10-12 Belgian endives, cut in half lengthwise
2 tbsp butter
1 tbsp lemon juice
1/4 tsp salt
1/3 cup water
Melt butter in a large saute or frying pan with a lid that fits tightly. Meanwhile, trim and discard any browned bit son the ends of the endives. When butter is melted, lay endives in a single layer in the pan. Sprinkle with lemon juice and salt. Pour water down along the side of the pan. Cover and reduce heat to low. Let cook, undisturbed, until endives are very tender, 20 to 30 minutes. When endives are very tender, set lid ajar and cook until endives start to brown. Turn endives over and cook until they are browned on both sides.

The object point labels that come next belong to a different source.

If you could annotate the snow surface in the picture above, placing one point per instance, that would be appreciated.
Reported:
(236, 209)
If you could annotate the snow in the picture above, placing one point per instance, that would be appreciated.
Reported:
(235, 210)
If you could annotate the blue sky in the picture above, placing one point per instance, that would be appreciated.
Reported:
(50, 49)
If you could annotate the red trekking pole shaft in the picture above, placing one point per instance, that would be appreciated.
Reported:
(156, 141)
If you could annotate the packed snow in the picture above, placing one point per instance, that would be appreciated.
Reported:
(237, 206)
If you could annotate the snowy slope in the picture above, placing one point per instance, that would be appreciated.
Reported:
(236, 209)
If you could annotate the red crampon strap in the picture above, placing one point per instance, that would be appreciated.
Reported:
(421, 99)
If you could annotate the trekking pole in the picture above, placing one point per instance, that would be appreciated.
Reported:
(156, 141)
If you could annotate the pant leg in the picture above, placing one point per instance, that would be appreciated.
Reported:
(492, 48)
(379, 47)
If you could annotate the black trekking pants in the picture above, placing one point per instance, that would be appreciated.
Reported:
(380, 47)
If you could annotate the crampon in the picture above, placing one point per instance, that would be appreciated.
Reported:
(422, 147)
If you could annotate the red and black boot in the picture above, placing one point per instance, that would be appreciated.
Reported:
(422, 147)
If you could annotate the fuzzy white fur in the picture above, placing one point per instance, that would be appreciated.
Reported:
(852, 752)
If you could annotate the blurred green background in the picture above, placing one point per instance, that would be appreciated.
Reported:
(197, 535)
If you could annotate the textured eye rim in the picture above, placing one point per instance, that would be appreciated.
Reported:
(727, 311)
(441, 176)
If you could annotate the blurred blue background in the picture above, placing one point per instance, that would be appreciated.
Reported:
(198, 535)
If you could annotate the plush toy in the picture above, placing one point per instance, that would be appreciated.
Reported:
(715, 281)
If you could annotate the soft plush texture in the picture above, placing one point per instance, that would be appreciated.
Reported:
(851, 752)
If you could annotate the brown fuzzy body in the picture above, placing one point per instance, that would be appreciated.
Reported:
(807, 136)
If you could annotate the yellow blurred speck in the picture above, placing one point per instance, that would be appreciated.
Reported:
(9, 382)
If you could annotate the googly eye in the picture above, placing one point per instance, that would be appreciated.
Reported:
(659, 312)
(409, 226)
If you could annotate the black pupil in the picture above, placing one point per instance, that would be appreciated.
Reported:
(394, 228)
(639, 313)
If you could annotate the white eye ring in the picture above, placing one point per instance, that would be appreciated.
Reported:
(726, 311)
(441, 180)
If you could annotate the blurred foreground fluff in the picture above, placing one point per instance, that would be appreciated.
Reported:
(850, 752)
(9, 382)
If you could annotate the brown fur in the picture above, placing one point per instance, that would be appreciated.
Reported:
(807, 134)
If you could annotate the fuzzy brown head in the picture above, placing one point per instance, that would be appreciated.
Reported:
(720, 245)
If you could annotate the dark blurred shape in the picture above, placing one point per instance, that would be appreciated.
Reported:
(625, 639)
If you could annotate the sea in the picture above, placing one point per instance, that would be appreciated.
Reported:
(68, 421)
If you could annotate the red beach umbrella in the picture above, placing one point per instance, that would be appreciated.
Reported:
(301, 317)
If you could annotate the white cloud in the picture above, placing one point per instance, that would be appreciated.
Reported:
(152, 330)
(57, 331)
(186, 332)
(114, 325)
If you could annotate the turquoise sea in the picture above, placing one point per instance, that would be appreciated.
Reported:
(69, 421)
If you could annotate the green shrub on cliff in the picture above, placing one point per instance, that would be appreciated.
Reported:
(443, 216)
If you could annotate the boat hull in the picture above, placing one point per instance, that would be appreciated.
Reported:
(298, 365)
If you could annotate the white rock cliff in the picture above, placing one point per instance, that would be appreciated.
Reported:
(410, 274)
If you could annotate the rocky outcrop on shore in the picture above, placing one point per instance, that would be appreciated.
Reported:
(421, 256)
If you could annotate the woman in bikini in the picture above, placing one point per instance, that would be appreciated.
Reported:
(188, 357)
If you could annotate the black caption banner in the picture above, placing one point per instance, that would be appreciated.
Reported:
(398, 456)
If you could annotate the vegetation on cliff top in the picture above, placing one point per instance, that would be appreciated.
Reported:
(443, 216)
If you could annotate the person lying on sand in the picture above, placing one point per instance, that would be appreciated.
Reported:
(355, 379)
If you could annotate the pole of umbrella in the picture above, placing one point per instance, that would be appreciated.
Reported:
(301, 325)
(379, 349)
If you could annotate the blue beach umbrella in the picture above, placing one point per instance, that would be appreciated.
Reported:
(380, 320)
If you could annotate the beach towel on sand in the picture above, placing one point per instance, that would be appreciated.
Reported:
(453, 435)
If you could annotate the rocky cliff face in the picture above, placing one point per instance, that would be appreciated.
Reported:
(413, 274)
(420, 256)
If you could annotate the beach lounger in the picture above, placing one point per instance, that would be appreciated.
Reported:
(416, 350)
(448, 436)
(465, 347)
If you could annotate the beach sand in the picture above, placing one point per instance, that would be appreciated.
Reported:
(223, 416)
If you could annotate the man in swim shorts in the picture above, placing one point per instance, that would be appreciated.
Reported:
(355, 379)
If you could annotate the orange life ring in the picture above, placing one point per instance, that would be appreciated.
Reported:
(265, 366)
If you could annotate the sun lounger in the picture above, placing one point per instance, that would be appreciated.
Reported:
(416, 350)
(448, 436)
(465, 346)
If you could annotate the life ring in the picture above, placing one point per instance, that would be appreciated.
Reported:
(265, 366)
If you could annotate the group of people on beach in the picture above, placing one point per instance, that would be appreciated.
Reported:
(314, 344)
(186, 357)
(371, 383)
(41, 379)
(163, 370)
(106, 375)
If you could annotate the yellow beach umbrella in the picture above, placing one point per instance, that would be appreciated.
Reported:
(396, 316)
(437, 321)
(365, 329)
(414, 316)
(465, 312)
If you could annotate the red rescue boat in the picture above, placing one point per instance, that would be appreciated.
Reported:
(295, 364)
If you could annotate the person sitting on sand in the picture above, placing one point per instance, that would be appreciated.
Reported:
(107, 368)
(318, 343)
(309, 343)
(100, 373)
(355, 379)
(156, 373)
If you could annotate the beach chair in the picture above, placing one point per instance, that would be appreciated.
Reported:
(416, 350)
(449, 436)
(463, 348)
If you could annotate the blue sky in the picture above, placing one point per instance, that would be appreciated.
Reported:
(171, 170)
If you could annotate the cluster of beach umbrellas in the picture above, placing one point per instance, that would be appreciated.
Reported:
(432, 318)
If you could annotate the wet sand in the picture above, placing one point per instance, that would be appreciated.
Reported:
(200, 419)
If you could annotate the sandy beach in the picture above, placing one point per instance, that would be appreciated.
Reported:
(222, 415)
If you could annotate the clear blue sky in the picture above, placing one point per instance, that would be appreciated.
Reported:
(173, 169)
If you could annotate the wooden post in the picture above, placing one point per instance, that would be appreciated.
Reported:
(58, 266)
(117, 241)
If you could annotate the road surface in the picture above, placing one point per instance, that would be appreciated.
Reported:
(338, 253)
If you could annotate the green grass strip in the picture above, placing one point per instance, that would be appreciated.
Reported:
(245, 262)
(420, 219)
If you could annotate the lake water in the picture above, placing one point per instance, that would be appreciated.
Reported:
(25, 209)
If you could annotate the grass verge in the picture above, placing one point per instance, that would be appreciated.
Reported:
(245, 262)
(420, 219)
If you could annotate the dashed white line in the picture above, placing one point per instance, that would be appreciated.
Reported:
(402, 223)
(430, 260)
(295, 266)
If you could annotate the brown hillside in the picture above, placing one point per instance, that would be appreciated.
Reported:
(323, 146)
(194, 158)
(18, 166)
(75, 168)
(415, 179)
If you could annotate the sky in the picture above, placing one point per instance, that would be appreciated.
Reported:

4 quarts mussels, cleaned and debearded
2 cloves garlic, minced
1 onion, chopped
6 tbsp chopped fresh parsley (I used a couple tbsp dried)
1 bay leaf
1/4 teaspoon dried thyme
2 cups white wine
3 tablespoons butter, divided
Scrub mussels. Pull off beards, the tuft of fibers that attach each mussel to it's shell, cutting them at the base with a paring knife. Discard those that do not close when you handle them and any with broken shells. Set aside. Combine onion, garlic, 4 tablespoons parsley, bay leaf, thyme, wine, and 2 tablespoons butter in large pot. Bring to boil. Lower heat, and cook 2 minutes. Add mussels, and cover. Cook just until shells open, 3 to 4 minutes. Do not overcook. Remove mussels from sauce, and place in bowls. Strain liquid, and return to pot. Add remaining butter and parsley. Heat until butter melts. Pour over mussels.
Follow the instructions on the package.